索引和矢量化嵌套循环

时间:2016-01-18 17:38:39

标签: python performance multidimensional-array vectorization nested-loops

我正在运行一个特定的脚本来计算输入数据的分形维数。虽然脚本运行正常但速度非常慢,但使用cProfile查看它表明函数boxcount约占运行时间的90%。我在之前的问题More efficient way to loop?Vectorization of a nested for-loop中遇到过类似的问题。在查看cProfile时,函数本身运行速度不慢,但在脚本中需要调用很多次。我正在努力寻找一种方法来重写它以消除大量的函数调用。以下是代码:

 for j in range(starty, endy):
        jmin=j-half_tile
        jmax=j+half_tile+1

    #   Loop over columns

        for i in range(startx, endx):
            imin=i-half_tile
            imax=i+half_tile+1

    #   Extract a subset of points from the input grid, centered on the current
    #   point. The size of tile is given by the current entry of the tile list.

            z = surface[imin:imax, jmin:jmax]
    #       print 'Tile created. Size:', z.shape

    #   Calculate fractal dimension of the tile using 3D box-counting

            fd, intercept = boxcount(z,dx,nside,cell,slice_size,box_size)
            FractalDim[i,j] = fd
            Lacunarity[i,j] = intercept

我真正的问题是,对于通过i,j的每个循环,它会找到imin,imax,jmin,jmax的值,它基本上是创建输入数据的子集,以imin,imax,jmin,jmax的值为中心。感兴趣的函数boxcount也在imin,imax,jmin,jmax的范围内进行评估。对于此示例,half_tile的值为6starty,endy,startx,endx的值分别为6,271,5,210dx,cell,nside,slice_size,box_size的值都只是boxcount函数中使用的常量。

我遇到了与此类似的问题,而不是将特定点周围的数据切片居中的复杂化。这可以被矢量化吗?还是改进了?

修改

以下是请求的函数boxcount的代码。

def boxcount(z,dx,nside,cell,slice_size,box_size):
    # fractal dimension calculation using box-counting method

    n = 5 # number of graph points for simple linear regression
    gx = [] # x coordinates of graph points
    gy = [] # y coordinates of graph points


    boxCount = np.zeros((5)) 
    cell_set = np.reshape(np.zeros((5*(nside**3))), (nside**3,5))

    nslice=nside**2

# Box is centered at the mid-point of the tile.
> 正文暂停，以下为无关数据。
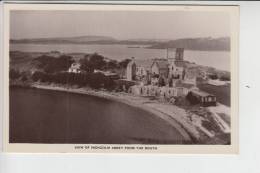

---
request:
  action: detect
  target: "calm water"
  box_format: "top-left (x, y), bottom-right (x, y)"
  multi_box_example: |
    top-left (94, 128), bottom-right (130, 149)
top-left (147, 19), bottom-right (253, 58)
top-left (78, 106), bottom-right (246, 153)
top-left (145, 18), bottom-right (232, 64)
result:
top-left (10, 88), bottom-right (183, 144)
top-left (10, 44), bottom-right (230, 71)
Calculate for each point in the
# tile, which voxel the contains the point

    z0 = z[nside/2,nside/2]-dx*nside/2

    for j in range(1,13):
        for i in range(1,13):
            ij = (j-1)*12 + i
#            print 'i, j:', i, j

            delz1 = z[i-1,j-1]-z0
            delz2 = z[i-1,j]-z0
            delz3 = z[i,j-1]-z0
            delz4 = z[i,j]-z0
            delz = 0.25*(delz1+delz2+delz3+delz4)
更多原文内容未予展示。